Haskell for Maths: April 2012

In the last few posts, we've been looking at combinatorial Hopf algebras, specifically:
- SSym, a Hopf algebra with a basis of (indexed by) permutations
- YSym, with a basis of binary trees
- QSym, with a basis of compositions

It turns out that these three Hopf algebras are quite closely related (and indeed, there are a few others in the same "family"). Let's start with SSym and YSym.

Given a permutation p of [1..n], we can construct a binary tree called the descending tree as follows:
- Split the permutation as p = ls ++ [n] ++ rs
- Place n at the root of the tree, and recursively place the descending trees of ls and rs as the left and right children of the root
- To bottom out the recursion, the descending tree of the empty permutation is of course the empty tree

For example, the following diagram shows the descending tree of [3,5,1,4,2].

Here's the Haskell code:

descendingTree [] = E
descendingTree [x] = T E x E
descendingTree xs = T l x r
    where x = maximum xs
          (ls,_:rs) = L.break (== x) xs
          l = descendingTree ls
          r = descendingTree rs

> :m Math.Algebras.Structures Math.Combinatorics.CombinatorialHopfAlgebra
> descendingTree [3,5,1,4,2]
T (T E 3 E) 5 (T (T E 1 E) 4 (T E 2 E))

Now you'll recall that for the Hopf algebra YSym, although we sometimes carry around the node labels to help us see what is going on, we're really only interested in the shapes of the trees. So here's a function to erase the labels:

shape :: PBT a -> PBT ()
shape t = fmap (\_ -> ()) t

> shape $ T (T E 3 E) 5 (T (T E 1 E) 4 (T E 2 E))
T (T E () E) () (T (T E () E) () (T E () E))

Thus (shape . descendingTree) is a function from permutations to unlabelled trees. We can consider this as a map between the fundamental bases of SSym and YSym, which therefore induces a linear map between the corresponding Hopf algebras:

descendingTreeMap :: (Eq k, Num k) => Vect k SSymF -> Vect k (YSymF ())
descendingTreeMap = nf . fmap (\(SSymF xs) -> (YSymF . shape .  descendingTree) xs)

Now it turns out that this map is in fact a Hopf algebra morphism. What does that mean? Basically it means that descendingTreeMap plays nicely ("commutes") with the unit, mult, counit, comult, and antipode maps in the two Hopf algebras.

For example, for an algebra morphism, we require:
f (x1*x2) = f x1 * f x2
f . unit = unit

It's not immediately clear why descendingTreeMap should have these properties. The unit property is clear:
> descendingTreeMap 1 == 1

True

or put another way
> descendingTreeMap (ssymF []) == ysymF E

True

But what about the mult property?

Recall that in SSymF, we multiply permutations by shifting the right operand, and then summing all possible shuffles of the two lists:

> ssymF [3,2,1] * ssymF [1,2]
F [3,2,1,4,5]+F [3,2,4,1,5]+F [3,2,4,5,1]+F [3,4,2,1,5]+F [3,4,2,5,1]+F [3,4,5,2,1]+F [4,3,2,1,5]+F [4,3,2,5,1]+F [4,3,5,2,1]+F [4,5,3,2,1]
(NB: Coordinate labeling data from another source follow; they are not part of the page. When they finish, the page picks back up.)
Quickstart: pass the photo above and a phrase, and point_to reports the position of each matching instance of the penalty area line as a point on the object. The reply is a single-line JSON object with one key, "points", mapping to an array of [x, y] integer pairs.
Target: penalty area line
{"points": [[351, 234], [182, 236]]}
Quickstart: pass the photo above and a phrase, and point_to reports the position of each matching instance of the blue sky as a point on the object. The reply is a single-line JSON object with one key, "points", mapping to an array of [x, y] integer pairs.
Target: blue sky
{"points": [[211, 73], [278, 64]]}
On the other hand, in YSymF, we multiply by multi-splitting the left operand, and then grafting the parts onto the leafs of the right operand, in all possible ways. The following diagram shows one possible multi-split-grafting, corresponding to one of the summands in [3,5,1,4,2] * [1,2]:

The numbers along the tops of the trees are the node labels generated by the descending tree construction. We can see from these that there is an exact correspondence between a shifted shuffle in SSymF and a multi-split grafting in YSymF. The asymmetry in the mult for YSymF, where we graft multi-splits of the left operand onto the right operand, corresponds to the asymmetry in the mult for SSymF, where we shift the right operand. This shifting in SSymF ensures that the nodes for the right operand end up at the root of the descending tree, as required by the grafting in YSymF. When we defined shuffling, we gave a recursive definition, but it's fairly clear that the grafting of the parts of the multi-split onto the right tree is accomplishing the same thing.
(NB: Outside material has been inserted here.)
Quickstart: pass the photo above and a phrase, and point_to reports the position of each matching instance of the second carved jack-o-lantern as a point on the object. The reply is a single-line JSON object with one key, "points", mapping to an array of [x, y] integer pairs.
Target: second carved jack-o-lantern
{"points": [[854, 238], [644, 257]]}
Similarly, a coalgebra morphism is a linear map which commutes with counit and comult:

In SSymF, counit is 1 on the empty permutation, 0 on anything else. In YSymF, counit is 1 on the empty tree, 0 on anything else. The descendingTreeMap sends the empty permutation to the empty tree, so it's clear that it commutes with counit in the required way.

What about comult? In SSymF, the comult of a permutation is the sum of its two-part deconcatenations (with each part flattened back to a permutation).

> comult $ ssymF [3,5,1,4,2]
(F [],F [3,5,1,4,2])+(F [1],F [4,1,3,2])+(F [1,2],F [1,3,2])+(F [2,3,1],F [2,1])+(F [2,4,1,3],F [1])+(F [3,5,1,4,2],F [])

In YSymF, the comult of a tree is the sum of its two-part splits. Now it's clear that flattening makes no difference to the descending tree. Then, it's also clear that if you take descending trees of the two parts of a deconcatenation, this corresponds to a split of the descending tree of the whole.

Finally, a Hopf algebra morphism is a bialgebra morphism which in addition commutes with antipode.

In SSymF and YSymF, we didn't give an explicit expression for the antipode, but instead derived it from mult and comult using the fact that they are both graded connected bialgebras. So it's actually kind of obvious that descendingTreeMap will be a Hopf algebra morphism, but just to check:

prop_HopfAlgebraMorphism f x = (f . antipode) x == (antipode . f) x

> quickCheck (prop_HopfAlgebraMorphism descendingTreeMap)
+++ OK, passed 100 tests.

Given any tree, there are many ways to label the nodes so that the tree is descending (ie such that the label on each child node is less than the label on its parent). For example, we could first label all the leaf nodes [1..k], and then all their immediate parents [k+1..], and so on. (For our example tree, this would lead to the alternative labelling [1,5,2,4,3].)

This shows that the descending tree map is surjective, but not injective. Hence YSym is a quotient of SSym.

The compositions of a number n are the different ways that it can be expressed as an ordered sum of positive integers. For example, the compositions of 4 are 1+1+1+1, 1+1+2, 1+2+1, 2+1+1, 1+3, 2+2, 3+1, 4. Equivalently, we can forget about the plus signs, and just consider the ordered lists of positive integers that sum to n. Here's the Haskell code:

compositions 0 = [[]]
compositions n = [i:is | i <- [1..n], is <- compositions (n-i)]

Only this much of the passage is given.